The fourth period of the system was and is the parity of the league - where everyone is in contention at the start of the season and anything can happen. It's also a period where teams have learned to beat the cap because players are just cogs on a roster. Mix and match while being fiscally sane and you will put yourself into contention while remembering that the Team comes first and the payday comes only if it can be afforded and earned.
It's took almost 10 years to find equilibrium. Some teams still play by the old rules and can get a winner for a short time before everything goes to hell. Others are catching on to the facts of the new league -- that you need to be smart and tactful in all aspects of building your team in order to contend for more than a moment.
The NHL has only just started life under the cap. It's also only just started life with a much broader free agency. What upheaval comes now is just the begining -- it'll get worse, leaguewide, before it gets better -- as teams try to find balance and find out financially what works and what doesn't.
Will there be relocations? Will there be more anarchy? I think so. Do I regret the system? Absolutely not. Why? Because the status quo of the old system is death. The open-ended system that was yearned for by the NHLPA, or the system that looks like what MLB has in place, has proven it's something that lags economics and turns off fans in some markets more than turning them on. One can say that MLB has experienced incredible growth since the Strike of 1994 -- I can point out that MLB also turned a blind eye for ten+ years with regards to steroid abuse by players, and some of those players helped bring the fans back to the game by awing fans with feats of strength.
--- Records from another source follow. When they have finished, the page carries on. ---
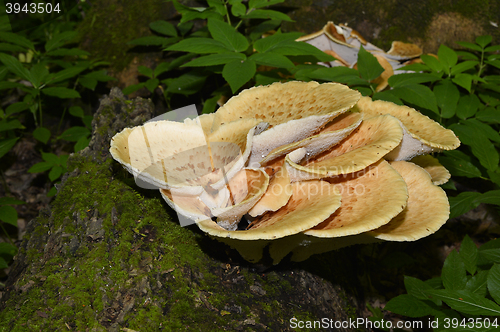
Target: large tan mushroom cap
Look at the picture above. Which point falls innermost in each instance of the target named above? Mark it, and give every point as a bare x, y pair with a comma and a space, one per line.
330, 135
373, 139
422, 135
294, 111
370, 199
427, 209
311, 203
439, 174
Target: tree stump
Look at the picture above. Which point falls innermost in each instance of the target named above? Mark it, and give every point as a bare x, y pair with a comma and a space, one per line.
109, 256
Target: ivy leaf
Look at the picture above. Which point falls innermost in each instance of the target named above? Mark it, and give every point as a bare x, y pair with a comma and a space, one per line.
463, 203
368, 65
200, 46
454, 275
42, 134
61, 92
447, 96
467, 106
226, 34
466, 302
468, 253
164, 28
408, 305
215, 59
238, 72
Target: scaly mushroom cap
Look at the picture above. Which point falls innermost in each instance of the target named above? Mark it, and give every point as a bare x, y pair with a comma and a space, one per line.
439, 174
366, 202
426, 211
422, 135
311, 203
373, 139
294, 111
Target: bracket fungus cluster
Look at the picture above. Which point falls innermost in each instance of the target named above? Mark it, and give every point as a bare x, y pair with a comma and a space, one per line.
301, 168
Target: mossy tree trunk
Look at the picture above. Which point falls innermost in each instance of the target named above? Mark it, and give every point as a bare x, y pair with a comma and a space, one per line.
106, 256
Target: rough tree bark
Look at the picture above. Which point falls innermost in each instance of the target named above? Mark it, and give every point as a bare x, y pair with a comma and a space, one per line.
107, 256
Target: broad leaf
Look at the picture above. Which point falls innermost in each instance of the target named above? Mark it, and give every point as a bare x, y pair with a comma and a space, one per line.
237, 73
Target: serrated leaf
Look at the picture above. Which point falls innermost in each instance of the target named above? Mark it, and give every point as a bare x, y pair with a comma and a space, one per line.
477, 284
463, 80
42, 134
272, 60
226, 34
15, 66
418, 95
6, 145
447, 57
462, 203
61, 92
73, 134
267, 14
411, 78
163, 27
215, 59
8, 215
199, 45
468, 253
447, 97
465, 302
408, 305
237, 73
467, 106
368, 66
454, 275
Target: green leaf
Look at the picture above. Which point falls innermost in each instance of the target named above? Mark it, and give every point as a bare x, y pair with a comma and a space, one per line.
8, 215
200, 46
468, 253
494, 282
17, 39
10, 201
467, 106
480, 144
471, 46
6, 145
16, 108
368, 66
418, 95
466, 302
463, 80
61, 92
477, 284
237, 73
432, 62
447, 57
59, 40
463, 66
149, 41
215, 59
152, 84
15, 66
411, 78
267, 14
483, 41
447, 96
272, 60
462, 203
163, 27
42, 134
408, 305
453, 274
490, 197
226, 34
55, 173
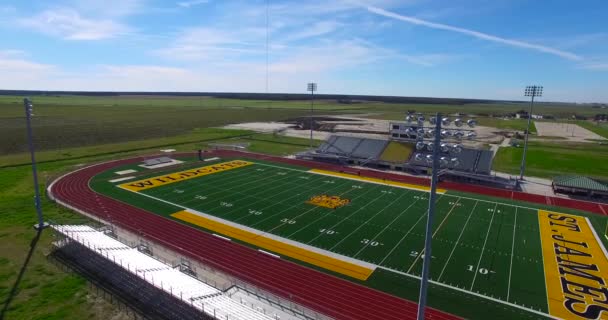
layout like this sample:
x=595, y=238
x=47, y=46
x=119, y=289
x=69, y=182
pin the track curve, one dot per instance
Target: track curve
x=333, y=296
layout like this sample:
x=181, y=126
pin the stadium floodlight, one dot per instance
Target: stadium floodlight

I might have complaints with regards to the immediate turmoil that is going on -- as many fans of the game are having right now -- but I've seen what can happen after the maelstrom subsides. My biggest complaint is simply staying the course ten years ago to ride the wave of popularity the sport had experience pre-strike. Staying the course helped lead the league down from it's up-and-coming perch as financial insanity from the few helped drive up costs across the board. Blame Gary if you like, or blame the fact that certain groups within this sport fear change. Be it off ice through business or on ice through equipment and rules, change is bad, dontcha' know? It leads to uncertainty and probably doom because... because change is bad!
This is only month one of the new CBA... There will be more bitching about financial stupidity by owners and players in the near future. There will be more bitching about America versus Canada in the near future as teams relocate and bad blood ensues. Yet even through this time of turmoil, the Cup and the quest for it's glory will still be the ultimate factor in the day to day operations of franchises in the National Hockey League. That'll never change - and that's the status-quo that matters.